It doesn’t matter if you’re driving a Ferrari Roma Spider or a Ford Focus, if there’s a queue to get into the shopping mall then you’re not getting there any faster than the car in front of you.
The same is true of broadband. You could have a gigabit connection or one that tops out at 40Mbits/sec, but if the internet traffic queues are building, you’re still likely to suffer lag when you’re on a video call, playing games or streaming. For hardware such as the forthcoming Apple Vision Pro, high latency could ruin the experience.
Speed isn’t everything, as we’ve discussed many times before in SamKnows Spotlight. Which is the reason the industry is now focused on driving down latency (more specifically, “working latency” – the latency you can expect under normal usage of your connection).
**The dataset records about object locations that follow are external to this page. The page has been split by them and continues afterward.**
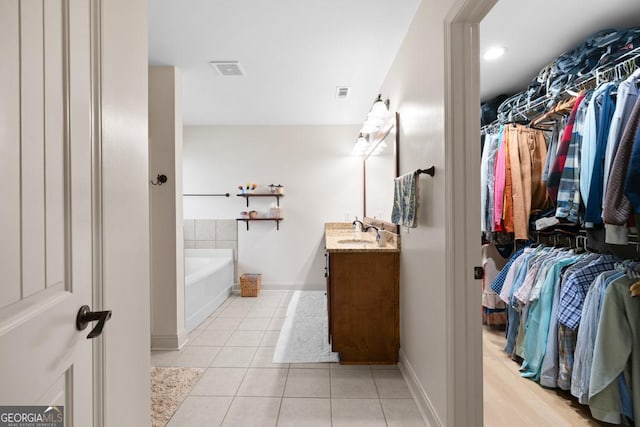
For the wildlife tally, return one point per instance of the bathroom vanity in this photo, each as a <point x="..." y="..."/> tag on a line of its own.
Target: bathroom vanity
<point x="362" y="295"/>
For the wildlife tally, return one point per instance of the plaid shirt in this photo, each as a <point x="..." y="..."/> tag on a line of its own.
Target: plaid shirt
<point x="575" y="290"/>
<point x="553" y="181"/>
<point x="568" y="204"/>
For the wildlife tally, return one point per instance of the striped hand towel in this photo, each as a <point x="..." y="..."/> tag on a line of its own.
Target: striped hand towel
<point x="405" y="200"/>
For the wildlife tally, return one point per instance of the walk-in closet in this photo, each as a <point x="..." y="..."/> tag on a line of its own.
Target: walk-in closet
<point x="560" y="213"/>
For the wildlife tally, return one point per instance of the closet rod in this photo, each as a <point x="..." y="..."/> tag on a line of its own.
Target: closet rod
<point x="209" y="195"/>
<point x="612" y="72"/>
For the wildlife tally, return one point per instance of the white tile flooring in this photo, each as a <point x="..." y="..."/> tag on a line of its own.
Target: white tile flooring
<point x="241" y="387"/>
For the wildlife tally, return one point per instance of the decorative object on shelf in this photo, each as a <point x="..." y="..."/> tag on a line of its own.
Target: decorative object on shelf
<point x="160" y="179"/>
<point x="375" y="128"/>
<point x="276" y="189"/>
<point x="249" y="195"/>
<point x="247" y="187"/>
<point x="275" y="212"/>
<point x="250" y="284"/>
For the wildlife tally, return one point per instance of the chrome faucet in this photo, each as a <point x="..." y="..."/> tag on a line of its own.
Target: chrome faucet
<point x="366" y="228"/>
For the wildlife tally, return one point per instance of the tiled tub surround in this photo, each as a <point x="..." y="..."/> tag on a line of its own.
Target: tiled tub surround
<point x="213" y="234"/>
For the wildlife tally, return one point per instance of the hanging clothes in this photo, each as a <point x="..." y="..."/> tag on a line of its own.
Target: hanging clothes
<point x="617" y="206"/>
<point x="569" y="201"/>
<point x="617" y="339"/>
<point x="494" y="309"/>
<point x="555" y="175"/>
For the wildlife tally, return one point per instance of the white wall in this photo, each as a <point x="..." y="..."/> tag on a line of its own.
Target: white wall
<point x="322" y="183"/>
<point x="166" y="228"/>
<point x="415" y="85"/>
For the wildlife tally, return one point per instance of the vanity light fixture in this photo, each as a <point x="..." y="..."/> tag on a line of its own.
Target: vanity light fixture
<point x="361" y="145"/>
<point x="376" y="124"/>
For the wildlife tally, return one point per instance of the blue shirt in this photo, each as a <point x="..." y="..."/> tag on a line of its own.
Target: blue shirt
<point x="498" y="282"/>
<point x="593" y="210"/>
<point x="575" y="290"/>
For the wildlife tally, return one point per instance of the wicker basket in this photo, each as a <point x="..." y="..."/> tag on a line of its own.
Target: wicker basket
<point x="250" y="285"/>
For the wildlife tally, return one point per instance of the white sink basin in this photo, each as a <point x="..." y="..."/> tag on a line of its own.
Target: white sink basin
<point x="355" y="241"/>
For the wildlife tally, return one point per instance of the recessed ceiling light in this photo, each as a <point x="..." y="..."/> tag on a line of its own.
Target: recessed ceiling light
<point x="342" y="92"/>
<point x="494" y="53"/>
<point x="227" y="68"/>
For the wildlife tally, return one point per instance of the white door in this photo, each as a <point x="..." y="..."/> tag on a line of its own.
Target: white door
<point x="46" y="196"/>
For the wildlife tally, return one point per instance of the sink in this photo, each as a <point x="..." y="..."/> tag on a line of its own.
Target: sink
<point x="356" y="241"/>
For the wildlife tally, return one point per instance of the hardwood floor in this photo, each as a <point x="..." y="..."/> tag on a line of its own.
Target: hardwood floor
<point x="510" y="400"/>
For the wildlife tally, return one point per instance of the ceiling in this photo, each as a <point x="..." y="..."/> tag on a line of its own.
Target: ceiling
<point x="295" y="53"/>
<point x="535" y="35"/>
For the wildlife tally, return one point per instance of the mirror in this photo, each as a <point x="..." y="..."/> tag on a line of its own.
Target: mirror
<point x="381" y="166"/>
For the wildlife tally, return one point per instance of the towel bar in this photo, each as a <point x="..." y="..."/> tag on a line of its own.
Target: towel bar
<point x="430" y="171"/>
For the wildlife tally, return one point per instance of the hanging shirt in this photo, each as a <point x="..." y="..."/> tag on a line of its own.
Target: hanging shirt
<point x="617" y="206"/>
<point x="627" y="95"/>
<point x="492" y="263"/>
<point x="617" y="339"/>
<point x="590" y="140"/>
<point x="632" y="182"/>
<point x="538" y="320"/>
<point x="487" y="180"/>
<point x="499" y="281"/>
<point x="499" y="176"/>
<point x="568" y="205"/>
<point x="593" y="206"/>
<point x="583" y="356"/>
<point x="573" y="293"/>
<point x="556" y="136"/>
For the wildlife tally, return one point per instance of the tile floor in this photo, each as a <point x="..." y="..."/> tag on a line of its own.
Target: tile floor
<point x="241" y="387"/>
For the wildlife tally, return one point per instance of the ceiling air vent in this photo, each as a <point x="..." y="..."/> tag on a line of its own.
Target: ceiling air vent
<point x="227" y="68"/>
<point x="342" y="92"/>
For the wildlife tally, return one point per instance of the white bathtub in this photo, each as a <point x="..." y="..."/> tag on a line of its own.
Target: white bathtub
<point x="208" y="282"/>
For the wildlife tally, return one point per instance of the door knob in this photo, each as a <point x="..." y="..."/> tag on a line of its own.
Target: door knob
<point x="85" y="315"/>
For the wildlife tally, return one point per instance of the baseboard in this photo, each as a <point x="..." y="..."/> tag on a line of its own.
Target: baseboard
<point x="169" y="342"/>
<point x="287" y="287"/>
<point x="417" y="391"/>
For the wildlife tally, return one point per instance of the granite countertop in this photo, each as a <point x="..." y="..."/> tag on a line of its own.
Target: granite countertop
<point x="340" y="237"/>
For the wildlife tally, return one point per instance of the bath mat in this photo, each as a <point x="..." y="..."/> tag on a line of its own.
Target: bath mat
<point x="303" y="338"/>
<point x="169" y="387"/>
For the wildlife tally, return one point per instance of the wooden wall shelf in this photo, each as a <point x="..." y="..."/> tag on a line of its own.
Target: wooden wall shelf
<point x="247" y="220"/>
<point x="247" y="196"/>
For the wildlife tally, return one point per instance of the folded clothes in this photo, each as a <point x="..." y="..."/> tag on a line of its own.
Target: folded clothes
<point x="546" y="222"/>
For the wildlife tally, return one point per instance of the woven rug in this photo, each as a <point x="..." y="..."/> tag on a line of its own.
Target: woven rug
<point x="169" y="387"/>
<point x="303" y="338"/>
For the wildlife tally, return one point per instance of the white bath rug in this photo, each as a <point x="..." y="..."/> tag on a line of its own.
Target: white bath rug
<point x="303" y="338"/>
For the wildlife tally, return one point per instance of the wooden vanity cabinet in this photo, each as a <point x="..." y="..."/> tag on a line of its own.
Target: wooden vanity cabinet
<point x="363" y="303"/>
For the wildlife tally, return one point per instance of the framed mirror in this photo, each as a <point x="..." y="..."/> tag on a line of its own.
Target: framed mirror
<point x="380" y="167"/>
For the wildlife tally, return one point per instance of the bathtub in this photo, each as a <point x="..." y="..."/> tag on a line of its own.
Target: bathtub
<point x="208" y="282"/>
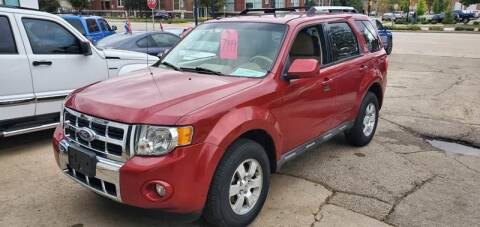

Broadband providers, the big tech firms, app developers and performance monitoring firms – including SamKnows – are all working in harmony to eradicate the bottlenecks that cause lag and stutter.
Customers on gigabit-grade connections would be forgiven for believing their connection shouldn’t suffer from any lag or stutter. But even the fattest download pipes can still suffer from latency, as SamKnows’ lead integrations engineer Ben Janoff explains.
“Latency can creep in from a lot of different places,” said Ben. “Not only is there latency due to the technology itself, but there's also lots of queuing-induced latency; this is where the load on your connection, all the other devices you have in your house using the internet, are filling up all the queues that exist on the line. So, all your traffic then has to spend time waiting in a queue.”
In fact, those on the fastest connections can suffer the most. “The more speed you have, the deeper the queues have to be,” said Ben. “And the deeper the queues have to be, the higher the latency. That has a knock-on effect for applications such as video conferencing and game streaming.”
That effect was seen clearly at the start of the Covid pandemic, according to Comcast vice president Jason Livingood. “If you think about video conferencing early on in the pandemic, when people shifted to working from home, we had a lot of people upgrading to our 1 or 1.2-gig tier and while they certainly had plenty of capacity… they still had poor Zoom or Teams or WebEx quality,” he said. “And that was simply down to an issue of lag, which generally arises out of buffering that's occurring some place in the network, where a buffer is too big and it's queuing up packets instead of sending them right away.”
That can be okay for big downloads,” added Jason, “but when it's real-time traffic, it's a problem.
Sorting the traffic
To stop those internet traffic queues from forming on its network, Comcast is implementing a new technology developed by the cable industry called Low Latency DOCSIS (LLD). This is based on the IETF Low Latency, Low Loss, Scalable Throughput (L4S) standard, as well as the upcoming Non-Queue-Building (NQB) Per-Hop Behaviour standard, which should help to process latency-sensitive traffic more quickly.
Instead of putting all internet traffic in the same queue, LLD creates two queues at points where bottlenecks have traditionally occurred in the network: one queue for latency-sensitive traffic and one for the rest. With LLD, the cable modem transmission system (CMTS) will have two queues in the downstream direction, while the customer’s cable modem/router itself will have two queues in the upstream direction. There are also some existing queues in the Wi-Fi network that are effectively repurposed.
What’s the difference between how the queues operate? “The easy way to summarise the low-latency queue is that it's a very shallow queue and so it's not going to build up a big buffer of packets,” said Jason. “It's going to forward those packets as soon as possible.”
App developers will have to mark which queue they want their data to be processed through. But won’t those developers be tempted to put everything in the low-latency queue to get their traffic through the system as fast as possible? “That's a good indicator of the first misunderstanding that a lot of developers and other folks have about this,” said Jason.
“It's not getting access to a faster queue per se, where there's greater capacity or more speed, just a more responsive queue with a shallower buffer. If you think about it from the perspective of the application developer, not every application will find that desirable. If you’re someone who is doing a big background file download – think about a game update or an operating system update – then you may want to build a queue, so that you can try to maximise the capacity of the link.”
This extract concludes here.